Couriers have an interesting relationship to death. It is definitely something I know could happen, and it could be no fault of my own. It could be just because I’m off my game a little bit.
Miel Amial-Dominguez
Any plans to strike similar deals with other companies?
At the moment, I am not sure the opportunity has presented itself.
Despite the Vision Zero program, last year SF had the most traffic deaths in the last decade. Are you scared out there?
Couriers have an interesting relationship to death, for it is a job that brings us very close more often than we would like to admit. While bike messengers tend to be almost adrenaline junkies, there is always the concern not simply that we will get hurt, but that the precarity of our employment will not provide for us if we need health care.
I would not say that I am afraid of dying on the street, but it is definitely something I know could happen, and it could be no fault of my own. It could be just because I’m off my game a little bit. I trust that if something bad were to happen to me, the community as a whole would react and mourn.
Is San Francisco doing enough to keep the streets safe?
While San Francisco is a bikeable city, one just needs to ride down Valencia when it is slightly busy to know that a bike lane is not the best protection that can be afforded. I think San Francisco, like most major cities in the U.S., have options available to begin lessening the dependency on cars and breaking the chokehold our infrastructure has on catering to drivers.
How do you see the next five years?
It is going to be tough. People will want to continue the culture, continue the traditions, but I think what we are seeing on a broad level is the international capitalist system trying very desperately to normalize precarity, normalize cutting benefits, and the devaluation of labor of delivery workers.
That’s going to continue to be an assault on the ability for messenger work to be viable. My pie in the sky dream is that we become a local delivery option, which through our genuine connections with smaller businesses is able to compete with large international delivery companies. Diversify what we deliver — one example of this is creating a delivery network for smaller, locally owned bookstores throughout San Francisco.
Where does the strength come from to keep evolving?
There is such joy and freedom, and the kind of people who become messengers are not going to give that up easily. Dedication is something that you will find in so many different subcultures around biking, almost like an addiction. I would not underestimate the power of having a fulfilling job, there is joy and pleasure that is really difficult to divest people from, especially in an alienating society. There are already so many sacrifices built in. Securing health insurance, any kind of benefits, is a pain in the ass, but I am still committed to this as much as I can because I do not want to go through the alienating process of a nine to five.

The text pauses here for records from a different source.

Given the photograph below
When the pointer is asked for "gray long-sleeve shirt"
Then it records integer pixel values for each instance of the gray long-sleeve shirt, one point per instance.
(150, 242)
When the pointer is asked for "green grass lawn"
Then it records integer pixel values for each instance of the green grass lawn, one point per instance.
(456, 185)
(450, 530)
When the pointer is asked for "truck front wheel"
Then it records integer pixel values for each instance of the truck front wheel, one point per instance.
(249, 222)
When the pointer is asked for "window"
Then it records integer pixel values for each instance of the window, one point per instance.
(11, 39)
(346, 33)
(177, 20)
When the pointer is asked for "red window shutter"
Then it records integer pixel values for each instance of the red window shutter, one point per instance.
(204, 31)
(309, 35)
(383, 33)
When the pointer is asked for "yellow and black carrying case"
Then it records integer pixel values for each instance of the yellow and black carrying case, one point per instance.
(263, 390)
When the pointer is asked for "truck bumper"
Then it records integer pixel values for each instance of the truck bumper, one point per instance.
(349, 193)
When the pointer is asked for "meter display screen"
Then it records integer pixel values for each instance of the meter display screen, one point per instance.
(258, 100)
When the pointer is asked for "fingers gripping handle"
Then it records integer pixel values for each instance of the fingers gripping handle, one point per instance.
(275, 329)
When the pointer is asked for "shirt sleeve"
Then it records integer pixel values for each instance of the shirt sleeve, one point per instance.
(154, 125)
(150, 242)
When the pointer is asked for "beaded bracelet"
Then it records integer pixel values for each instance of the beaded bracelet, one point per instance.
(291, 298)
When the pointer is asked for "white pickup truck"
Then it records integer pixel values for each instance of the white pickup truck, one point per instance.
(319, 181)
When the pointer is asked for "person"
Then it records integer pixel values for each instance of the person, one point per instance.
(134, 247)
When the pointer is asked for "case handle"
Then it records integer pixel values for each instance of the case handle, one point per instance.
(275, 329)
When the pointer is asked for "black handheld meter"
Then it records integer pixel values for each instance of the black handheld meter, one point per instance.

When did you become a cooperative?
We are in the process. We have been a sole proprietorship since 2017, the year Candlestick was founded, but a steering committee of eight of us are working to cooperaterize. I am one of the people on that committee. It is a difficult transition [and] involves a lot of finances, transfers of assets, and business plans. We have to make sure we can begin paying people as W-2 employees, providing benefits, and that employment taxes are paid.
There are aspects that give us a competitive edge, such as that ability to maintain and build authentic relationships with other small businesses.
The 15 percent cap on delivery fees is lifting. How will this affect Candlestick?
Maybe [with] less restrictions these apps may show their greed a little more, and that will push customers away from using these apps. The general interpretation is that customers are going to leave these apps because now companies can raise the prices on the delivery fee. Hopefully we are in the position to welcome them.